At least it has the good sense to make its characters fabulously rich, thereby avoiding the usual complaints about the director’s fanciful depictions of real estate. Gatsby (from a wealthy New York family) and Ashleigh (from a wealthy Arizona family) have taken a trip to Manhattan so that Ashleigh can interview her favorite director, Roland Pollard (Liev Schreiber), for their college newspaper and the two of them can enjoy a weekend spending some of the money that Gatsby recently won in a card game. These plans are thrown for a loop when Ashleigh ends up charming first the surly Pollard; then his nebbishy, cuckolded screenwriter, Ted Davidoff (Jude Law); then the movie star Francisco Vega (Diego Luna), who is Allen’s idea of a Latin lover.

Gatsby, in the meantime, has various misadventures, which including acting in a student film alongside his ex’s younger sister, Chan (Selena Gomez, doing her best Lauren Bacall), and hiring an escort to pose as Ashleigh at a soirée he was hoping to avoid, which eventually leads to one of the most blundering scenes in the Allen oeuvre. In the end, everybody learns a lesson about how life is too short (a sentiment that appears to be contradicted by the sheer number of movies Allen has made on this subject over the past 50 years). To say that A Rainy Day In New York feel antiquated would be understatement; its characters seem to live in a different era. But then again, the same is true of the work of such post-Allen eccentrics as Wes Anderson and Whit Stillman.

The real problem is it’s lazy and grating, and that, like a number of Allen’s worst comedies, it self-plagiarizes in ways that cast the vaunted early work in an unflattering light. Even if one has reached some upper level of enlightenment in matters of separating the art from the artist, the charges of creative bankruptcy are hard to ignore—among them the long-held suspicion that the only actor he’s ever really given direction to is himself. Multiple cast members are doing Woody Allen impressions of varying quality (sometimes in the same scene), and everyone else is spouting second-rate Allenisms.

The fact that Allen directs in extremely long takes sets him apart from anyone who’s making comedies right now; it’s one of the more teachable qualities of his style. But when ostensibly frothy banter falls flat, it’s hard to make the case that this is any better than the Apatow school of overlong, blenderized improv. Chalamet sounds like he’s reading his dialogue off a page; Fanning appears to be trying out for a pep squad. Some points should be awarded to Gomez and Schreiber, as the latter makes an effort to de-Allen-ize a very Allen-esque character saddled with a name whose auteur-referencing implications go beyond the mere cringe factor of “Gatsby Welles.”

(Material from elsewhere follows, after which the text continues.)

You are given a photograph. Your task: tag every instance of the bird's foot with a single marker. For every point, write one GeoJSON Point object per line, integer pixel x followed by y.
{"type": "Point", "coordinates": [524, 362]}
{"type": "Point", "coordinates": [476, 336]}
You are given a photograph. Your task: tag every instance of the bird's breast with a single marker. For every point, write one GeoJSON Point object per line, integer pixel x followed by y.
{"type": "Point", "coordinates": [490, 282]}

The truth is that the lackadaisical qualities of A Rainy Day In New York are also present in many highly regarded Allen movies: the smug, cloying moral; the overstuffed cast of one-note characters; the over-reliance on cinematographers in all matters of style (here it’s Vittorio Storaro, whose romantic sheen might actually look good if he weren’t shooting digital); the apparently inexhaustible theme of why young women are attracted to balding, bespectacled, self-deprecating men.

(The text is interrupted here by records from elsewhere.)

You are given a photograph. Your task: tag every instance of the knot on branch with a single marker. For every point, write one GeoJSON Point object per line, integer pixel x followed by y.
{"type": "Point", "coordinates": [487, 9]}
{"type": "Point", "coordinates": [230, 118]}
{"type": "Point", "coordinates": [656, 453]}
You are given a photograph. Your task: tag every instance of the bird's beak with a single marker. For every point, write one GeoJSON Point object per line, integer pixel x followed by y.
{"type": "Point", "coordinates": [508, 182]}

Anyone who has seen a picture of Woody Allen will recognize the high levels of narcissism. But if one feels an attachment to particular Allen films, it is not necessarily a contradiction to criticize this stuff: The value we find in things is not an equation in which we subtract the sum of the off-putting qualities from the appealing ones and accept the result. Intentionally slight, A Rainy Day In New York speaks only to its director’s hackiest tendencies. It’s likely that the film (which was shot three years ago and has been disavowed by much of its cast) will be the last one Allen will film in the United States. If that’s true, it makes for an ignominious farewell.